By understanding the basic coordinates on this “recovery map,” non-believers can also identify and adapt (or at least put aside a natural resistance to) many of the tools needed for recovery. These ten “milestones” represent key experiences for building recovery:

  1. Seeking help: The starting place on the journey back to sanity is difficult for several reasons: Addicts are mistrustful and naturally resistant to help. They often have a (misplaced, where addiction is concerned) belief in willpower, and they love to procrastinate.
  2. Stop drinking/using: This is often mistaken for the goal or end point of recovery, but in fact it’s the beginning. Safely detoxing can be a tricky process and ‘going cold turkey’ isn’t always a good idea. Medical supervision can prevent a whole range of problems.

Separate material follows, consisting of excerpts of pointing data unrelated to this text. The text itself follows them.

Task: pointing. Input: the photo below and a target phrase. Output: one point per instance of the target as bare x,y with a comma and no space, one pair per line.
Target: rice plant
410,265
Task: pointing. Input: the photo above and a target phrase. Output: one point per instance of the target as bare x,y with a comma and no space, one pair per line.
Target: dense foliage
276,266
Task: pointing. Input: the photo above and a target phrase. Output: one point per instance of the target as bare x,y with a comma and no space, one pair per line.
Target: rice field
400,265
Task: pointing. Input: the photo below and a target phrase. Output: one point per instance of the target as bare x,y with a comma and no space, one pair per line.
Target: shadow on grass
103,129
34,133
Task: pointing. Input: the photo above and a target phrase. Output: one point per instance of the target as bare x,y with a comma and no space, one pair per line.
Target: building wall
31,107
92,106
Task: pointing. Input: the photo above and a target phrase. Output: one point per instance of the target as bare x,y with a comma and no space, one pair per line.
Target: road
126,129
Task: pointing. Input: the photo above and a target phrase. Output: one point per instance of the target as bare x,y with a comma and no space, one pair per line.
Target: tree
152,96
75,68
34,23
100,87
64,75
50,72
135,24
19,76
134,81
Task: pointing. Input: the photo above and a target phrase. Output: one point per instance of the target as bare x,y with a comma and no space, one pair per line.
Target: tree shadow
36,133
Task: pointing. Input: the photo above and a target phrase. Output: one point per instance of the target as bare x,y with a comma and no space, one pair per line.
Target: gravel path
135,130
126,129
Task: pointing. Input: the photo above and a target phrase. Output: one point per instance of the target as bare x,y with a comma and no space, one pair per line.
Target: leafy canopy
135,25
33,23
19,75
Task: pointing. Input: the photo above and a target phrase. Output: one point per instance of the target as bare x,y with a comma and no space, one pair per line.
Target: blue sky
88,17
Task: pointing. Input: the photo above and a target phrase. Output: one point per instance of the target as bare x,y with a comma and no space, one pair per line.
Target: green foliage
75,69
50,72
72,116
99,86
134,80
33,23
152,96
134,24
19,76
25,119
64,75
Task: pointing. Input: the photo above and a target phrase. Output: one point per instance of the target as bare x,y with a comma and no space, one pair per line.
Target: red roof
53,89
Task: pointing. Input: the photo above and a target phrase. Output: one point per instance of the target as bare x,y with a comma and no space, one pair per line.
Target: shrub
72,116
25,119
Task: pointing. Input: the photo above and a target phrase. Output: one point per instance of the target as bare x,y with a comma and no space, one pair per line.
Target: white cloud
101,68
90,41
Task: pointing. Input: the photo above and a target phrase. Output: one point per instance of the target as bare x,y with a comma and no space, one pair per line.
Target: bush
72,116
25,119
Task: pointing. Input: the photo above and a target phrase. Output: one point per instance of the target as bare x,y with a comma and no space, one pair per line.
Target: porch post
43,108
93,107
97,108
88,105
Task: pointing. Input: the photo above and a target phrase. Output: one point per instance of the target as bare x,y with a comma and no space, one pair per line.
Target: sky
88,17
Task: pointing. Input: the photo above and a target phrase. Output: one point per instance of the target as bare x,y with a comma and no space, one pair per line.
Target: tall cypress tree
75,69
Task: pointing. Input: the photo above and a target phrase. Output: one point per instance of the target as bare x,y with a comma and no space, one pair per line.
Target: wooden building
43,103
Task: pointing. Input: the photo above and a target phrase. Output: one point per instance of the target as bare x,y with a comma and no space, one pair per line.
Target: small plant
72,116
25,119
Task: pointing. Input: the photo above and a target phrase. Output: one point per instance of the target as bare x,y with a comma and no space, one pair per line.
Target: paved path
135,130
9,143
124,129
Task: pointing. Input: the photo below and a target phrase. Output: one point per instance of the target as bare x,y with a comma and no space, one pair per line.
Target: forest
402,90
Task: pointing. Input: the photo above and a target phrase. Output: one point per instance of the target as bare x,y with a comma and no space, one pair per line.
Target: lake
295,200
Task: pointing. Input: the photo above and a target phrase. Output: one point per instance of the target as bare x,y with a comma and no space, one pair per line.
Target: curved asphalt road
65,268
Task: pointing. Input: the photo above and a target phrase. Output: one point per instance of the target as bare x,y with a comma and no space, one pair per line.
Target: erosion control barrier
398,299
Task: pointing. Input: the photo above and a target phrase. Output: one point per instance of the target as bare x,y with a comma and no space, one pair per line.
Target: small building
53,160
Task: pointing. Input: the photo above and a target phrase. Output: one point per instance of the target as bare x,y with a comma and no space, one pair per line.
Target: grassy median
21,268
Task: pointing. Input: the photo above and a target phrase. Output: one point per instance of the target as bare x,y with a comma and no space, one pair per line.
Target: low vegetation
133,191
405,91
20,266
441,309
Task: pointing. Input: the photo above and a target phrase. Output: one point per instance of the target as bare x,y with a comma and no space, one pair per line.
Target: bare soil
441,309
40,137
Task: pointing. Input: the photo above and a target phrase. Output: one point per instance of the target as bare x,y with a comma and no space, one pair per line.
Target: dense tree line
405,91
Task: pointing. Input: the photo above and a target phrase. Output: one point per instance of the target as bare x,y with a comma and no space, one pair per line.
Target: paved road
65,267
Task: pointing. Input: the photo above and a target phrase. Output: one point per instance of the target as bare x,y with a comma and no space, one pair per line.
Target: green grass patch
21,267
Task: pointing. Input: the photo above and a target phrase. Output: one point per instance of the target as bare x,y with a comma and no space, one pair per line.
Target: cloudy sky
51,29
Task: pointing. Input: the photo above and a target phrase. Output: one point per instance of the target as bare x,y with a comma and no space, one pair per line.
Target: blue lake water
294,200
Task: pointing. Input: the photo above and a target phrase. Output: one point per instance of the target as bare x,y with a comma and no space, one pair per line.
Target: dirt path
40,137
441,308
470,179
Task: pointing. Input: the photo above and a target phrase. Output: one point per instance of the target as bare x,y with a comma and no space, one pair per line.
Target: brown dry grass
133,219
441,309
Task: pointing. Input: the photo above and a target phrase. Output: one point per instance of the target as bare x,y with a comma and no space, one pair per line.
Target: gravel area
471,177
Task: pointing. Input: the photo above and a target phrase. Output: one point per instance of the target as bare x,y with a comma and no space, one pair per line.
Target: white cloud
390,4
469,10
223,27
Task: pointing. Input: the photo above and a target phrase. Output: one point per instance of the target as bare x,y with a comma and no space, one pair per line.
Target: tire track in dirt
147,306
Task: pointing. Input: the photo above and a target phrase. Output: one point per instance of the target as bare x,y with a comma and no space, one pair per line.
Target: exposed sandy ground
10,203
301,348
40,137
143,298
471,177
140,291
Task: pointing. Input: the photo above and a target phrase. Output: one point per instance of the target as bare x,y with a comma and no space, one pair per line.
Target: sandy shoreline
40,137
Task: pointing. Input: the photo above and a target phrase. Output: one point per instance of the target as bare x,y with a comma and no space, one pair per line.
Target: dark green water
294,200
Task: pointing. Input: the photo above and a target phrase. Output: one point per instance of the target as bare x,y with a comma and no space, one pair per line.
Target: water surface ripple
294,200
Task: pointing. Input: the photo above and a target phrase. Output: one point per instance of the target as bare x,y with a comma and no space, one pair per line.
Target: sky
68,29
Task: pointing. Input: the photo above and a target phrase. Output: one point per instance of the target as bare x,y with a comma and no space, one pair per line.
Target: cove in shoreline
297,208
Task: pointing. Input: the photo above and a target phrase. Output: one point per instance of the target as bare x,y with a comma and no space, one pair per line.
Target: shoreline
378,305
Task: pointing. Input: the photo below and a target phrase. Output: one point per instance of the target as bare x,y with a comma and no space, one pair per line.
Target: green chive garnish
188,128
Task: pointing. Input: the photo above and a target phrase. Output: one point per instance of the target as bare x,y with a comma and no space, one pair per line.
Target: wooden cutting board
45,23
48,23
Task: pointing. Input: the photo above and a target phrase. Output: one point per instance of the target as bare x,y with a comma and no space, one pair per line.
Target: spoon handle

  3. Joining a self-help group: Seeking out others who have achieved recovery can be a literal lifesaver. Finding the best type of group for a particular person might take some experimentation, but all share a common focus- helping members to not drink/use drugs.
  4. Learning about your disease: Like a heart patient or diabetic, an addict or alcoholic must learn to identify problems and symptoms that signal relapse, and manage many facets of day-to-day health practice to maintain their recovery.
  5. Seeing the ‘biogenic’ view: Seeing beyond the many and varied ‘psychogenic’ explanations/interventions associated with addictive disease connects the necessary practices of recovery to the basic physiology of the disease.
  6. Self-diagnosis: It’s one thing to understand the nature of addiction and the requirements of recovery, and another to apply it to one’s self. Identifying this disease as the source of their problem helps the alcoholic internalize the motivation to do what it takes to recover.
  7. Learn to live “one day at a time”: Sounds easy, might be the hardest task of recovery. The past and the future are endless sources of excuses, stress, anxiety, fantasy, and other recovery-destroyers. Changing behavior today, on the other hand, is the key to success.
  8. Rebuild life around recovery: The addiction becomes the central organizing principle of the addict’s life. To replace it, recovery must become the central organizing principle. Socializing, working, spending leisure time, all need to contribute positively to staying sober.
  9. Meet challenges by staying sober: Addiction conditions the response to challenge: Job loss, relationship difficulties, financial trouble, become excuses for another binge. Changing that response to meet the challenge without drinking/using is a big recovery milestone.
  10. Tell key people about your recovery: Shame, stigma, and “they can’t possibly understand” promote isolation. Communication helps build support and understanding for recovery, and opens the door to being able to help others in need of recovery support.

Although the natural terrain of the “Recovery Map” remains the same for believer and non-believer alike, much of the superstructure is shaped or colored by our culture’s bias in favor of theist belief. In future articles, we’ll explore some of these coordinates in more detail in hopes of helping the non-believer find useful resources, adapt available tools to their needs and chart their own course to recovery.